A Look at the Chicago Blackhawks' First Half

Tony HagenContributor IJanuary 8, 2008

The Chicago Blackhawks have seen a turnaround in team play, ownership, and even the players. 

Most teams in the NHL have used the Blackhawks as a punching bag. 

Well, all that’s changing, and this team is for real. 

Chicago’s young talent and their strong vets are turning this proud franchise around.

Chicago’s record is no indication of this team’s enthusiasm or spunk.  The addition of rookies Jonathan Toews and Patrick Kane—both in serious contention for the Calder Trophy—has brought a fresh breath to a great Original-Six franchise. 

This year, the Blackhawks started out the first 25 games with a record of 14-9-2. Last year, over the same time frame, the Blackhawks record was 10-13-2.  Kane and Toews are a huge part of the explosion in Chicago. 

However, Chicago has been ravaged by injury. Martin Havlat, Jason Williams and James Wisniewski, Brent Sopel, and now Jonathan Toews all out of action.  Martin Havlat recently rejoined the team and has been working on getting his timing back. 

Chicago’s power play is 16th in the league, and their penalty killi is 15th. If Chicago gets their special teams clicking and can better their current rankings, the winning column will become better than what it is.  The little things will make this team even better. An And Chicago really needs to find a way to finish on the road.

When the Blackhawks lineup is up and running at full-tilt, with everyone playing on the same page, coach Denis Savard will be cutting the boys lose, and fans better be ready.  This team is for real. 

No? Well, name another team that has beaten the Detroit Red Wings four times.  Yes, I said it—four times, the Blackhawks have beaten the best team in the NHL, and that is no fluke. 

Once everyone is healthy, like at the beginning of the season, the Blackhawks' lines will start to gel and their timing will once again be where they need it to be.  The coaching staff is working hard to get the line combinations working, and will be down several key players for a while, but players and fans will soon be enjoying a winning Blackhawks team.

Blackhawks GM Dale Tallon probably will not be looking for a big trade this season, but may some moves over the summer to find that one or two pieces of the puzzle.  Tallon will take the rest of the season and build from there.  The Blackhawks are just in need of one key player—and a few more healthy bodies—in order to take it to the next level.

Rocky Wirtz has also made a big statement in Chicago. Fans are now coming to games, supporting their team after the recent passing of William Wirtz. 

Bill Wirtz forbid the television world from seeing his Blackhawks, and forced fans to either visit the United Center to view the games live or read about the play in the paper the next day.  Rocky has turned all this around, catering to the fans' needs and even allowing people to view games on television. 
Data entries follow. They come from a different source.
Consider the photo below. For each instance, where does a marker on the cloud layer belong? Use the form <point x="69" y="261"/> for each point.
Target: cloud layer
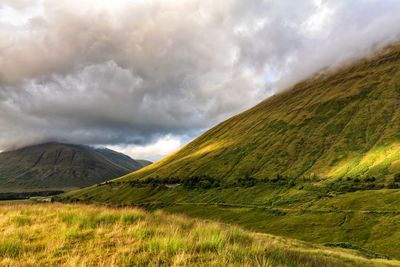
<point x="132" y="72"/>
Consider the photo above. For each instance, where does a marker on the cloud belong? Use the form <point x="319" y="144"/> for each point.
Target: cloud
<point x="133" y="72"/>
<point x="154" y="151"/>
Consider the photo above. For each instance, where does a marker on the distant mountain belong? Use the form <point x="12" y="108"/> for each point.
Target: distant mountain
<point x="319" y="162"/>
<point x="144" y="162"/>
<point x="61" y="166"/>
<point x="342" y="124"/>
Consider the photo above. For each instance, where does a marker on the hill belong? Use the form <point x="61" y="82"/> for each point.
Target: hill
<point x="345" y="124"/>
<point x="69" y="235"/>
<point x="61" y="166"/>
<point x="318" y="162"/>
<point x="144" y="162"/>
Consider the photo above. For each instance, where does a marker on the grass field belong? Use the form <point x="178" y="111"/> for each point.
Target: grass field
<point x="369" y="219"/>
<point x="87" y="235"/>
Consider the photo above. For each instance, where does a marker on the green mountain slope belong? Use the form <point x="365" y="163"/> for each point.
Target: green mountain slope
<point x="61" y="166"/>
<point x="336" y="125"/>
<point x="324" y="155"/>
<point x="144" y="162"/>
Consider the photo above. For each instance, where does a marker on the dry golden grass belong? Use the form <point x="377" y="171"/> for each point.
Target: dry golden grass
<point x="87" y="235"/>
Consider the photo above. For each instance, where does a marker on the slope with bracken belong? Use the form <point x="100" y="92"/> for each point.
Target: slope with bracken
<point x="318" y="162"/>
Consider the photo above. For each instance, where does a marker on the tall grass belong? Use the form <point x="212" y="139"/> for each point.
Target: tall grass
<point x="83" y="235"/>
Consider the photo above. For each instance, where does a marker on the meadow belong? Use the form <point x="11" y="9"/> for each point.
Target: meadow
<point x="89" y="235"/>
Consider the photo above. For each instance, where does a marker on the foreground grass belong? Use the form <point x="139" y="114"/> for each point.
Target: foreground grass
<point x="85" y="235"/>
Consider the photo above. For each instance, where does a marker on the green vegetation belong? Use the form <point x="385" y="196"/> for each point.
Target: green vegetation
<point x="83" y="235"/>
<point x="369" y="219"/>
<point x="335" y="125"/>
<point x="319" y="162"/>
<point x="56" y="167"/>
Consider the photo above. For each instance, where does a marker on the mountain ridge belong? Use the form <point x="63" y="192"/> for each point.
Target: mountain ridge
<point x="314" y="121"/>
<point x="59" y="165"/>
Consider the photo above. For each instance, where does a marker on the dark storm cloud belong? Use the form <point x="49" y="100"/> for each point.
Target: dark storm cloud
<point x="127" y="72"/>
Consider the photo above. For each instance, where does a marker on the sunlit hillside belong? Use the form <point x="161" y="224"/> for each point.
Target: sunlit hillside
<point x="334" y="125"/>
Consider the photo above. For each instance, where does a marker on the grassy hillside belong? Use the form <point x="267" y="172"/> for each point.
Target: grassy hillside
<point x="318" y="162"/>
<point x="79" y="235"/>
<point x="144" y="162"/>
<point x="368" y="219"/>
<point x="61" y="166"/>
<point x="334" y="125"/>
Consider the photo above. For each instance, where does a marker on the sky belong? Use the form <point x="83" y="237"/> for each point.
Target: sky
<point x="145" y="77"/>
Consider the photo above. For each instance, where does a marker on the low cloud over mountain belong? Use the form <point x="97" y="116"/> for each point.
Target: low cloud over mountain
<point x="131" y="73"/>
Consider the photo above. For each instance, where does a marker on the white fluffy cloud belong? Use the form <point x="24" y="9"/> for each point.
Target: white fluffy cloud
<point x="131" y="72"/>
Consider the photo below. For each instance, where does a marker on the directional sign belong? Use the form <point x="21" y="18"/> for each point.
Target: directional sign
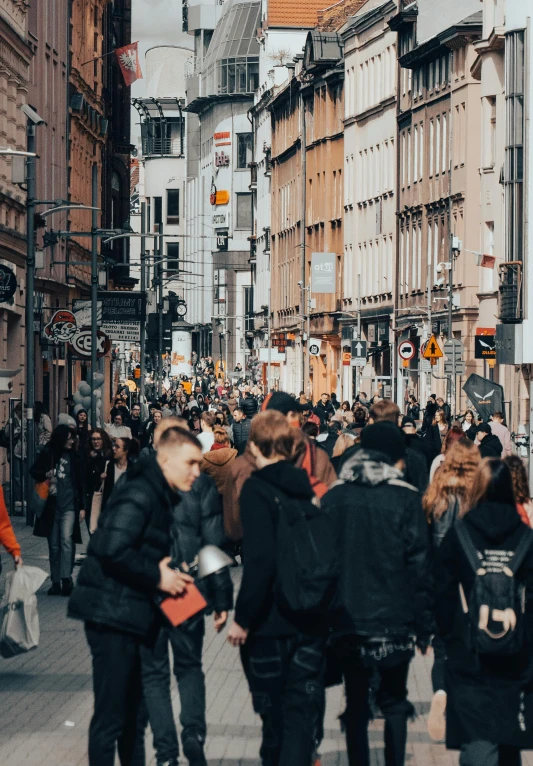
<point x="432" y="349"/>
<point x="406" y="350"/>
<point x="358" y="353"/>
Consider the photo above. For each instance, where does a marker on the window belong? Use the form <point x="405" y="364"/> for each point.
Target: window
<point x="158" y="211"/>
<point x="514" y="149"/>
<point x="244" y="150"/>
<point x="173" y="206"/>
<point x="244" y="212"/>
<point x="173" y="257"/>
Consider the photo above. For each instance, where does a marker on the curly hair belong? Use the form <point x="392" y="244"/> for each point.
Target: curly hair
<point x="453" y="479"/>
<point x="519" y="477"/>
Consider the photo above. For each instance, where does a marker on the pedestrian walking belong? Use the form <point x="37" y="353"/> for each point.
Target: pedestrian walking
<point x="489" y="444"/>
<point x="196" y="522"/>
<point x="489" y="712"/>
<point x="445" y="501"/>
<point x="59" y="463"/>
<point x="98" y="454"/>
<point x="283" y="655"/>
<point x="43" y="426"/>
<point x="524" y="504"/>
<point x="127" y="564"/>
<point x="383" y="606"/>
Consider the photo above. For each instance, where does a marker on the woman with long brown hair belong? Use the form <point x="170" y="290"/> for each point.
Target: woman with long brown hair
<point x="446" y="500"/>
<point x="489" y="714"/>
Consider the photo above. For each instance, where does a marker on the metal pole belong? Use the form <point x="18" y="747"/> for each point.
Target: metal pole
<point x="143" y="293"/>
<point x="94" y="292"/>
<point x="31" y="169"/>
<point x="160" y="312"/>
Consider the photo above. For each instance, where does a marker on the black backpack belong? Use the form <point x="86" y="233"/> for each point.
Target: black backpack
<point x="306" y="558"/>
<point x="498" y="600"/>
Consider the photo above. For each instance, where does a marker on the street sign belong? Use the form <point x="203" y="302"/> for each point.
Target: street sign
<point x="406" y="350"/>
<point x="359" y="348"/>
<point x="8" y="284"/>
<point x="485" y="347"/>
<point x="432" y="349"/>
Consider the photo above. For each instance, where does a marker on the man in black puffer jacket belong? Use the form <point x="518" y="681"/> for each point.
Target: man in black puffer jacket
<point x="197" y="522"/>
<point x="241" y="430"/>
<point x="383" y="607"/>
<point x="126" y="565"/>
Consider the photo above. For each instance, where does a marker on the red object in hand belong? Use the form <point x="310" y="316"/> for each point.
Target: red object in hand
<point x="177" y="609"/>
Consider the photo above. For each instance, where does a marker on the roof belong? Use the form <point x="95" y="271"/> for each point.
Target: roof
<point x="294" y="13"/>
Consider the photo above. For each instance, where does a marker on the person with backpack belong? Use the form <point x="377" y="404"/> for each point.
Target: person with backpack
<point x="282" y="650"/>
<point x="485" y="614"/>
<point x="383" y="607"/>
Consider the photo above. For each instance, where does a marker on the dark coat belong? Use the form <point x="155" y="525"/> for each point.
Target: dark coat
<point x="46" y="461"/>
<point x="490" y="446"/>
<point x="197" y="521"/>
<point x="484" y="692"/>
<point x="384" y="552"/>
<point x="119" y="577"/>
<point x="241" y="434"/>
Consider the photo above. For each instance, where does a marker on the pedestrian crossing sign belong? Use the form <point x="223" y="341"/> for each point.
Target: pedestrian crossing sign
<point x="432" y="349"/>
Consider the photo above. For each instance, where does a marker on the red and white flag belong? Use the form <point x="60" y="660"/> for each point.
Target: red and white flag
<point x="128" y="59"/>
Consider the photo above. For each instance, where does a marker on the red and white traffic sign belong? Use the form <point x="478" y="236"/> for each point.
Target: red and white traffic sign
<point x="406" y="350"/>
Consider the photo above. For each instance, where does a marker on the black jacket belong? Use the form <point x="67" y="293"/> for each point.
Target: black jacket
<point x="324" y="411"/>
<point x="119" y="577"/>
<point x="483" y="691"/>
<point x="198" y="521"/>
<point x="384" y="552"/>
<point x="248" y="405"/>
<point x="256" y="607"/>
<point x="490" y="446"/>
<point x="241" y="434"/>
<point x="45" y="462"/>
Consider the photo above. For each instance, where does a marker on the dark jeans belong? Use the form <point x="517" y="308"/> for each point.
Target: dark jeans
<point x="186" y="643"/>
<point x="438" y="674"/>
<point x="119" y="714"/>
<point x="286" y="677"/>
<point x="391" y="697"/>
<point x="481" y="753"/>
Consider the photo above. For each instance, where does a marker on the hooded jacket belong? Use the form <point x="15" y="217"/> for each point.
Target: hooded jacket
<point x="384" y="552"/>
<point x="119" y="577"/>
<point x="215" y="463"/>
<point x="490" y="446"/>
<point x="489" y="698"/>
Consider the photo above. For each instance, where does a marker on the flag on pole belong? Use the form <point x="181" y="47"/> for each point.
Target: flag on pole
<point x="128" y="59"/>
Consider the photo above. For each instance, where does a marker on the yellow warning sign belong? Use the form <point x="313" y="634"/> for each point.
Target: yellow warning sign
<point x="432" y="349"/>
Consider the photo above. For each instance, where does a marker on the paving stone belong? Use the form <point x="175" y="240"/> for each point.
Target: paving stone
<point x="41" y="690"/>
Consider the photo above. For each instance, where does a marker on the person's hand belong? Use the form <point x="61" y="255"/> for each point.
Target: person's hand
<point x="236" y="635"/>
<point x="172" y="581"/>
<point x="220" y="619"/>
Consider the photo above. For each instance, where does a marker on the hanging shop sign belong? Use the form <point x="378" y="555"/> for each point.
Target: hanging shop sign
<point x="62" y="327"/>
<point x="80" y="345"/>
<point x="323" y="272"/>
<point x="8" y="284"/>
<point x="122" y="315"/>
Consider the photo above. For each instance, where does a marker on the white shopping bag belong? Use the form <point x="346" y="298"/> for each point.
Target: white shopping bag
<point x="19" y="631"/>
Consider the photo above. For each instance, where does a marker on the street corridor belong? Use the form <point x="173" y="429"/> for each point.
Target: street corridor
<point x="46" y="698"/>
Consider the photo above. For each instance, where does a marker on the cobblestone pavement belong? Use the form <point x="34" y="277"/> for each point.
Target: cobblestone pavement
<point x="46" y="699"/>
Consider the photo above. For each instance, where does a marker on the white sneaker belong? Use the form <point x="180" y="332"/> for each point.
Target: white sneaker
<point x="437" y="716"/>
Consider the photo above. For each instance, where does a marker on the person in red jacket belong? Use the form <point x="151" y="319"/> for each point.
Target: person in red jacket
<point x="7" y="535"/>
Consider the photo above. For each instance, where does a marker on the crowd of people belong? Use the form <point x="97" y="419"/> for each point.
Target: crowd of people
<point x="421" y="525"/>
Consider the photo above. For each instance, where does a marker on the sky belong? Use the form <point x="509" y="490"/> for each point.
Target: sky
<point x="154" y="22"/>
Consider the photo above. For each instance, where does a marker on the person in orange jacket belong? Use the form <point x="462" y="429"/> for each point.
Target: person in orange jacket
<point x="7" y="535"/>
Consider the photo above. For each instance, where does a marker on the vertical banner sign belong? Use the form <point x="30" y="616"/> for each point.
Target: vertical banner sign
<point x="323" y="272"/>
<point x="181" y="358"/>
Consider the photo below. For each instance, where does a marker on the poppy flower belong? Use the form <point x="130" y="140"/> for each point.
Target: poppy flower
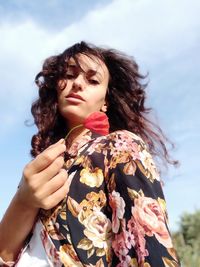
<point x="97" y="122"/>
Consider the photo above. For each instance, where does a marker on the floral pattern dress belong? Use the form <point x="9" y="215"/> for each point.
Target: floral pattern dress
<point x="114" y="213"/>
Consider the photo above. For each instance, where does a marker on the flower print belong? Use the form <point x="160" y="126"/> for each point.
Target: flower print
<point x="97" y="199"/>
<point x="140" y="243"/>
<point x="117" y="204"/>
<point x="98" y="229"/>
<point x="92" y="178"/>
<point x="123" y="242"/>
<point x="68" y="257"/>
<point x="149" y="165"/>
<point x="50" y="249"/>
<point x="148" y="213"/>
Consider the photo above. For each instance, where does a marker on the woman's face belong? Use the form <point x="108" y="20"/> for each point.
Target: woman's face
<point x="85" y="89"/>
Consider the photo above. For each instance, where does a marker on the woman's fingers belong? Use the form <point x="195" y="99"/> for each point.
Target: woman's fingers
<point x="51" y="186"/>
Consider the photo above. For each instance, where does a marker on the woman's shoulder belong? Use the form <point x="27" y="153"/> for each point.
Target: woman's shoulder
<point x="126" y="136"/>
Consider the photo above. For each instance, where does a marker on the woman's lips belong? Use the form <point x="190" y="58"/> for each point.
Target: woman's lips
<point x="74" y="97"/>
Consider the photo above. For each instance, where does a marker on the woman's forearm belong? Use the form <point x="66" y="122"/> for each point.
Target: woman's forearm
<point x="14" y="228"/>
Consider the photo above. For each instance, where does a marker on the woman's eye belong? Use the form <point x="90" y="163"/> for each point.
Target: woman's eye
<point x="70" y="76"/>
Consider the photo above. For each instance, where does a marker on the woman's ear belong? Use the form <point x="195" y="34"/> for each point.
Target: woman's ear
<point x="104" y="107"/>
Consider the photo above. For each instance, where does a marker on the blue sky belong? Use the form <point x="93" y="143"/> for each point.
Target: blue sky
<point x="163" y="36"/>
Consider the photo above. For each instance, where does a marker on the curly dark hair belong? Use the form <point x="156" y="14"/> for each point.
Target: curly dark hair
<point x="125" y="97"/>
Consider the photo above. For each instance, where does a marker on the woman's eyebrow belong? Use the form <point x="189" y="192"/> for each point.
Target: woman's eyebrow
<point x="92" y="72"/>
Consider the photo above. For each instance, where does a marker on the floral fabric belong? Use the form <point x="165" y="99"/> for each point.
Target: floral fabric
<point x="114" y="213"/>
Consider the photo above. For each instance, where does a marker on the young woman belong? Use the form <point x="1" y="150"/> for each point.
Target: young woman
<point x="92" y="194"/>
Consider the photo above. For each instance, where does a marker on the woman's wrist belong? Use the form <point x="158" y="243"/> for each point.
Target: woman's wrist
<point x="15" y="226"/>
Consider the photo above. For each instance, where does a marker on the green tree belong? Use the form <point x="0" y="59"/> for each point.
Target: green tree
<point x="187" y="239"/>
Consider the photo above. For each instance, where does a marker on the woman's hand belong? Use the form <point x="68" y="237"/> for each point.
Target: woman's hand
<point x="44" y="183"/>
<point x="43" y="186"/>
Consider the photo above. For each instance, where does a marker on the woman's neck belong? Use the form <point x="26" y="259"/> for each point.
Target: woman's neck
<point x="74" y="134"/>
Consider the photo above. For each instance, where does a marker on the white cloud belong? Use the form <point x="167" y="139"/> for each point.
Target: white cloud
<point x="151" y="30"/>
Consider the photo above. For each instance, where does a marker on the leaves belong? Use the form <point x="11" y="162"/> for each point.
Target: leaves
<point x="130" y="168"/>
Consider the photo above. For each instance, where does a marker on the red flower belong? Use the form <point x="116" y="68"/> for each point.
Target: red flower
<point x="97" y="122"/>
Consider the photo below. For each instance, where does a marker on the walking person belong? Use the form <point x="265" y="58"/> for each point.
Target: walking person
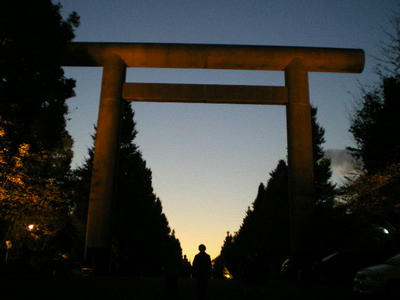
<point x="201" y="272"/>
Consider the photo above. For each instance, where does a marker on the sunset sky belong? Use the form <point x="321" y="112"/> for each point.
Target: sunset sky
<point x="208" y="160"/>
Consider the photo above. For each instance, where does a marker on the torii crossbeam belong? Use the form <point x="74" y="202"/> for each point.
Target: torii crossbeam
<point x="296" y="62"/>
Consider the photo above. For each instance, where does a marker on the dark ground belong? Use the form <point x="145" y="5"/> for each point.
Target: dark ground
<point x="149" y="289"/>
During a recent game, the Blackhawks were selling standing-room-only tickets—something which has not happened in many years.

The fans deserve a lot of praise for their support in turning around this great team.  The players, ownership and coaching staff are starting to feel the life being pumped back into the Chicago Blackhawks franchise.  In pre-game and post-game interviews with the players, one of the first things they say is how great it is to see fans in the seats and how loud the fans are becoming. 

Sure, the Blackhawks are riddled with injuries. Sure, they have a long road ahead. And sure, things will change.  One thing that is certain—it will be sooner than later.

I leave you with this: When I started this season out discussing teams that were turning things around, everyone—well, most everyone—was on the St. Louis Blues' bandwagon.  But I said it would be the Chicago Blackhawks and they have surely done just that. 

People are talking about Chicago, and Patrick Kane, Jonathan Toews and Patrick Sharp and will soon be household names.  Maybe the Blackhawks will make the playoffs this year, and maybe not—but they will be in the hunt for the elusive Stanley Cup over the next years, which is not that bad.